Oesta tomada de posição surge no 8º aniversário da fundação da Mpalabanda - Associação Cívica de Cabinda, cuja existência foi proibida em 2006 pelo Tribunal Provincial de Cabinda sob a acusação de promover a violência.

"Mpalabanda era a única organização de direitos humanos activa em Cabinda. Era responsável pela documentação de violações dos direitos humanos cometidas tanto pelo governo quanto pela Frente para a Libertação do Enclave de Cabinda (FLEC)" - afirma-se no comunicado.

Logo a seguir ao seu encerramento compulsivo, em Agosto de 2006, a Mpalabanda interpôs um recurso no Tribunal Supremo, em Luanda, mas passados quase seis anos o caso continua em aberto e sem progresso, apesar de as autoridades se comportarem como se o recurso tivesse sido negado.

No ano passado, antigos membros da Mpalabanda e outros defensores dos direitos humanos e representantes da sociedade civil apresentaram uma petição ao Tribunal Supremo, requerendo-lhe a devida consideração do recurso de 2006.

Exigência idêntica é feita pelas organizações subscritoras do comunicado desta sexta-feira, ao deixar claro que "apoiam inteiramente a petição da sociedade civil angolana e instam o Tribunal Supremo de Angola à apreciar o recurso sem mais delongas. É amplamente reconhecido na jurisprudência internacional a excessiva morosidade processual constitui denegação de justiça".

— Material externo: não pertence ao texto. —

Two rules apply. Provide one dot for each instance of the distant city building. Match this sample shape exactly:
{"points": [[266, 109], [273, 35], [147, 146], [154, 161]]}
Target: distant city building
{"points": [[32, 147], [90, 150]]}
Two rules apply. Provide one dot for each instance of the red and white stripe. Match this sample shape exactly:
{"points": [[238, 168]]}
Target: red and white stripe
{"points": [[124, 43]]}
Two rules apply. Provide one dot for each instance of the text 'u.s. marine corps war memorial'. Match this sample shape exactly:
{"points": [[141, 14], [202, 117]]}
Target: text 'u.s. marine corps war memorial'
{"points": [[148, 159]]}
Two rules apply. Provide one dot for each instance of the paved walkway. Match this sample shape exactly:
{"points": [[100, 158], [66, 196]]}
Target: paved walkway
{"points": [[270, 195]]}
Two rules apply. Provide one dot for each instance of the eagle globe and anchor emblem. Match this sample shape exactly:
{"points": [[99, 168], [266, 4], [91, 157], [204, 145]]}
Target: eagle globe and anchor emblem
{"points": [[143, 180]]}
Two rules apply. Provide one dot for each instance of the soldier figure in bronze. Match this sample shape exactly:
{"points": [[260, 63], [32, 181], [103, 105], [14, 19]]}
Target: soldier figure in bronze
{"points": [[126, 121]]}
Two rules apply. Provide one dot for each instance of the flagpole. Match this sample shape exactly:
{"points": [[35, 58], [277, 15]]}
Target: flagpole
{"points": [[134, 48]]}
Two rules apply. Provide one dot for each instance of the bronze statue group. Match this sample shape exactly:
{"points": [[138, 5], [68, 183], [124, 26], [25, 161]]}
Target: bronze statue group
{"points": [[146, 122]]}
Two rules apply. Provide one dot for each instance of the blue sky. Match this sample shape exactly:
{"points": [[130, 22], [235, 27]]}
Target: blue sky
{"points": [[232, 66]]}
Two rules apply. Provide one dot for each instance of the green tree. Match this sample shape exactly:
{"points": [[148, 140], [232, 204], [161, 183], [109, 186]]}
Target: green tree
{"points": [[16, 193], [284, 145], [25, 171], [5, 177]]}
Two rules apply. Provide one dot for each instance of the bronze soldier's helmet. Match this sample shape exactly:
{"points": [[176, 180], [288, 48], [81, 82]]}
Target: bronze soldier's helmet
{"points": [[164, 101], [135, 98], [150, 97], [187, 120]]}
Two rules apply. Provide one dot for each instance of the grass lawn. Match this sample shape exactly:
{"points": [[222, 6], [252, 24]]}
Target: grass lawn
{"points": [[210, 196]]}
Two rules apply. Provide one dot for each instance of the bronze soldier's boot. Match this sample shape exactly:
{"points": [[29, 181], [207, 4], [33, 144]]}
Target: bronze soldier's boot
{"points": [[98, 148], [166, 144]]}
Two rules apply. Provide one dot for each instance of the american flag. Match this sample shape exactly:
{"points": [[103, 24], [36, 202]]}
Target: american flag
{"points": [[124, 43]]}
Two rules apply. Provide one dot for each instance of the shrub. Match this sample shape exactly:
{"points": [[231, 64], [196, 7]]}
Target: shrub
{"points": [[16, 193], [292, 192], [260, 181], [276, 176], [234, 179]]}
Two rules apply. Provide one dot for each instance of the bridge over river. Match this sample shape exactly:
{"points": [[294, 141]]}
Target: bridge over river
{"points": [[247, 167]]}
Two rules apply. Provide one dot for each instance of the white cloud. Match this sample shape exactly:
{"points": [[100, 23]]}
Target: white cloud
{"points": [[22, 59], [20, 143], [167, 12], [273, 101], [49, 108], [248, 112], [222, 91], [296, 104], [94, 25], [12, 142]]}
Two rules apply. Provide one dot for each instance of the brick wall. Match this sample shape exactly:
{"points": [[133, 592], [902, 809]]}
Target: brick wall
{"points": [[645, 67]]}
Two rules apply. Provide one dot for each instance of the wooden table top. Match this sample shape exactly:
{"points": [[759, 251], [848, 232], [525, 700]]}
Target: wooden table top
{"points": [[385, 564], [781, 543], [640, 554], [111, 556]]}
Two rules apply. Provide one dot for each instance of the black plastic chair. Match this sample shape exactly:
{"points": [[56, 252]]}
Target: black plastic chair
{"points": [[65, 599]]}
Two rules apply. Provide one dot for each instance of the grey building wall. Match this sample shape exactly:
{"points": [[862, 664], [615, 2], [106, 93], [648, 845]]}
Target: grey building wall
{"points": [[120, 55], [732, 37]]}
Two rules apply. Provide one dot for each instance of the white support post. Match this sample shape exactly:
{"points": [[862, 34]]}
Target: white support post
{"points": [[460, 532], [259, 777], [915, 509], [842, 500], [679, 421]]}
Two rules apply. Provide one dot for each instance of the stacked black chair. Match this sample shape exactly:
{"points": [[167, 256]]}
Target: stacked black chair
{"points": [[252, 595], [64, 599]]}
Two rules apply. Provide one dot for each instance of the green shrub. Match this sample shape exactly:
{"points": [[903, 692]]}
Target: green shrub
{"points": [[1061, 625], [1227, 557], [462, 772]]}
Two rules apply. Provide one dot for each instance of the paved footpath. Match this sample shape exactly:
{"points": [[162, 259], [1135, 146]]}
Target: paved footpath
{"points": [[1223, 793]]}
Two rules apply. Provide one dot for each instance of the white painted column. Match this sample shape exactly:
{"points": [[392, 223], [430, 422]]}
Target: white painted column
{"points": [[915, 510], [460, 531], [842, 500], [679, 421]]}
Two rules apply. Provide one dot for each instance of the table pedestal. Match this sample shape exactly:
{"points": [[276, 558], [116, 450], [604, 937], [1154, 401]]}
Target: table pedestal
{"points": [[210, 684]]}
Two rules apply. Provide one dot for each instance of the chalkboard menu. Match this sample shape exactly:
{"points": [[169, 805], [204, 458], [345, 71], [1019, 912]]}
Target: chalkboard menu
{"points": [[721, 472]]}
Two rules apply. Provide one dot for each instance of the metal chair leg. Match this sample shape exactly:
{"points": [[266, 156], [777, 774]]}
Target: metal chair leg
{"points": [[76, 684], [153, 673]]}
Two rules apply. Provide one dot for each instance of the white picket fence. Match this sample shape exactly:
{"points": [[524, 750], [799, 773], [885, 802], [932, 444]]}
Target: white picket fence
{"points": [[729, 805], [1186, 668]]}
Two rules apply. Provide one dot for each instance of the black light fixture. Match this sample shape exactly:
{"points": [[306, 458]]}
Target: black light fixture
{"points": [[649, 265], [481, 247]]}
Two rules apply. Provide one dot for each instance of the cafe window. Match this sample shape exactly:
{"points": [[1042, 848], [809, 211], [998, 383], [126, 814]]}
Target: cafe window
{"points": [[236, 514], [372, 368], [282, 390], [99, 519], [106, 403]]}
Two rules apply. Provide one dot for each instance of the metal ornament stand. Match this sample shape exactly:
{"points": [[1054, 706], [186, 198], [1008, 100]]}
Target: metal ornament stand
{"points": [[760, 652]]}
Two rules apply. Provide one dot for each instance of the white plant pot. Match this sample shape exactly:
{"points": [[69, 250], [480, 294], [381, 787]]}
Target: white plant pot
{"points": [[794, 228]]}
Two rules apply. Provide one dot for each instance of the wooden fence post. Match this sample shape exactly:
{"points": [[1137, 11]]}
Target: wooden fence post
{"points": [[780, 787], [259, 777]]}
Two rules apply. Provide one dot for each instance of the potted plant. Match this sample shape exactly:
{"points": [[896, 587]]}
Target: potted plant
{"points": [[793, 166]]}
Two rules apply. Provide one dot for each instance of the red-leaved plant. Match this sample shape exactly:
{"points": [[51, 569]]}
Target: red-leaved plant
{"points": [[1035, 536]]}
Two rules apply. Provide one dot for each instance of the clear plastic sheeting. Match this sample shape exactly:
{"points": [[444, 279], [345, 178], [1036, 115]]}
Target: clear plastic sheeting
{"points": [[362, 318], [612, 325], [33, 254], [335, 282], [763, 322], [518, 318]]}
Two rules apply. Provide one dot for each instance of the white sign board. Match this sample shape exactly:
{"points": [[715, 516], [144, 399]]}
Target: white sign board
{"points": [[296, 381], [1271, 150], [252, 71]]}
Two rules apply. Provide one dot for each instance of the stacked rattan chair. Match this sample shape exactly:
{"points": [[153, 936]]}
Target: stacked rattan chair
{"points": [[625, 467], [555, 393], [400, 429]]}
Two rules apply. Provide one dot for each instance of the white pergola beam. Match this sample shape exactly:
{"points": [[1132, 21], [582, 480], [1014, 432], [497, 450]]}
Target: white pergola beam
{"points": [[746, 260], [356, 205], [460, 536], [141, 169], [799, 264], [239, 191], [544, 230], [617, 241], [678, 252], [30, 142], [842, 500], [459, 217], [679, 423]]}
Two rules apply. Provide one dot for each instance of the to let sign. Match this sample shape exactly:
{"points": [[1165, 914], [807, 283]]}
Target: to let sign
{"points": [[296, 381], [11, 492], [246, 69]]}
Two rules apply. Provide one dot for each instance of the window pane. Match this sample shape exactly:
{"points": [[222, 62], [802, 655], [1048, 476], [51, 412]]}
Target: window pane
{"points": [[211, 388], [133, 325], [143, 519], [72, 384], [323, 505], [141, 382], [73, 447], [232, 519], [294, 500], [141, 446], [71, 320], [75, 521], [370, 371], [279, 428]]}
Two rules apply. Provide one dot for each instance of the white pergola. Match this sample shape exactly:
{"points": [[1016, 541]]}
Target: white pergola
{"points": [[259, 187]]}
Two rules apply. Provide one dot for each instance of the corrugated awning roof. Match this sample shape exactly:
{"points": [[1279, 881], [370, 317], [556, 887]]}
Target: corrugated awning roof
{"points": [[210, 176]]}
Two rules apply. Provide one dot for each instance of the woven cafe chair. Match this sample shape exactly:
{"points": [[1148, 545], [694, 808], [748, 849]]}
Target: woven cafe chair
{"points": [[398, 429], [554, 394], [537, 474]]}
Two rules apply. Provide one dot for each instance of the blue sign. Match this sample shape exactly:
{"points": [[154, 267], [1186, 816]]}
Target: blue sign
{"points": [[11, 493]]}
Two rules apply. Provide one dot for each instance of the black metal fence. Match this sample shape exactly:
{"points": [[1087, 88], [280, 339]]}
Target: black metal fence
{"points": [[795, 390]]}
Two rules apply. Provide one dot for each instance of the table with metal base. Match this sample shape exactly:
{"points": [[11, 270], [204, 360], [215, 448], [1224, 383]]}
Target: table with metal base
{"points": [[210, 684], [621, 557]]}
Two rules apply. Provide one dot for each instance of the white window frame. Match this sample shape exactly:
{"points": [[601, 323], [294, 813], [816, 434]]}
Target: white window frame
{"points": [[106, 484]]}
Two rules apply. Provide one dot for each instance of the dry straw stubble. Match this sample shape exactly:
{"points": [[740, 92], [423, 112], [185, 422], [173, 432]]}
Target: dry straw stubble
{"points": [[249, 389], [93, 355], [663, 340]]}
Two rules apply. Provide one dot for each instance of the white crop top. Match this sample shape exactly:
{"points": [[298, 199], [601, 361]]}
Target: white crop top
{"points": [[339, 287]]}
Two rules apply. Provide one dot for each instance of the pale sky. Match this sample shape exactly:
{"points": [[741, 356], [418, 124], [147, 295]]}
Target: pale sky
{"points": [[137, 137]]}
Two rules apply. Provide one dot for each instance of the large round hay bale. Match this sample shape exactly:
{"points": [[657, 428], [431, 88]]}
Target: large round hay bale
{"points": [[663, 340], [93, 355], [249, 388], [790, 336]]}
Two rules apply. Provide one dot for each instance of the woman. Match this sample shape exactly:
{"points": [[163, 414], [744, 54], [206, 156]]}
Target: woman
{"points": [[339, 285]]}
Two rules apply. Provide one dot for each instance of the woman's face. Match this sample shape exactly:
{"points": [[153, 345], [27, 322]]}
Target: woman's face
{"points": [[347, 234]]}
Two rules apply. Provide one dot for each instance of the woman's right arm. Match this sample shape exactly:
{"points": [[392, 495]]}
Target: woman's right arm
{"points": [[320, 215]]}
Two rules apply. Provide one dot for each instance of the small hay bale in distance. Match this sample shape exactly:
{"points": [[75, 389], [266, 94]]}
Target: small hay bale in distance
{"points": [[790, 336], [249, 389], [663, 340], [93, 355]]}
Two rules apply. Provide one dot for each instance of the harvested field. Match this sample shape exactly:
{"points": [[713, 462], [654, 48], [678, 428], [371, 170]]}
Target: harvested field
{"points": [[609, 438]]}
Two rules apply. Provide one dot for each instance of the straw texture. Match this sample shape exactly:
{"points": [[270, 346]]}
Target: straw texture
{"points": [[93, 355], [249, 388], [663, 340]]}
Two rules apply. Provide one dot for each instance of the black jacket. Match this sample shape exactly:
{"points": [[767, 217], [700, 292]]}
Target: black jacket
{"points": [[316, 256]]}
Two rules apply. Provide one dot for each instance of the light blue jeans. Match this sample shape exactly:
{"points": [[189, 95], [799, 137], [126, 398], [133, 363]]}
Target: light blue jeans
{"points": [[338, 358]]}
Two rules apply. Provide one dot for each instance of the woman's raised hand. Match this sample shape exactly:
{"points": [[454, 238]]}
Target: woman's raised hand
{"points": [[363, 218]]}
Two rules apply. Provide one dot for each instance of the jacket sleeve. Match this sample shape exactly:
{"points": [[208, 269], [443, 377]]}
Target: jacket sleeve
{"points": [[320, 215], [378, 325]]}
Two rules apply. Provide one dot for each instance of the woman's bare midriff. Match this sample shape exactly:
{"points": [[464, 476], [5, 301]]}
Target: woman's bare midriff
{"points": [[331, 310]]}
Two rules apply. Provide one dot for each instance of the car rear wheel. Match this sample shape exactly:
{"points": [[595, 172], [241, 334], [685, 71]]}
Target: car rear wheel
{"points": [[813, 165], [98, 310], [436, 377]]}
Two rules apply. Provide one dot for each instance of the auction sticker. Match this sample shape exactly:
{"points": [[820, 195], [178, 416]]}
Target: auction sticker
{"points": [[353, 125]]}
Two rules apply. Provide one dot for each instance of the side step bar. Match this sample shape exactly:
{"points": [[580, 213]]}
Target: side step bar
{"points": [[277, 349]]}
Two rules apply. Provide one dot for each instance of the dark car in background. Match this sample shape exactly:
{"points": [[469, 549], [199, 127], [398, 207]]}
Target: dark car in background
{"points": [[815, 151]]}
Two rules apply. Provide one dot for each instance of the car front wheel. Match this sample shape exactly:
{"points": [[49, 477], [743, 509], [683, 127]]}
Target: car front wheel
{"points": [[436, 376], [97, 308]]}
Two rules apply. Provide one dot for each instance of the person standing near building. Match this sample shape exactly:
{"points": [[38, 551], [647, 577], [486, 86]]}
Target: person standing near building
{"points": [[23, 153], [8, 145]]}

As associações manifestam a sua preocupação com as "restrições ao direito à liberdade de expressão, associação e reunião que continuam a ocorrer em Cabinda", designadamente os protestos ocorridos em Fevereiro, Março e Abril de 2011, uma série de manifestações antigovernamentais foram proibidas ou dispersas e os seus promotores presos.

"Em Julho de 2011, nove jovens que pretendiam apresentar uma carta a uma delegação da União Europeia foram presos pela polícia e acusados, sendo todos absolvidos no mês seguinte", destacam as seis organizações.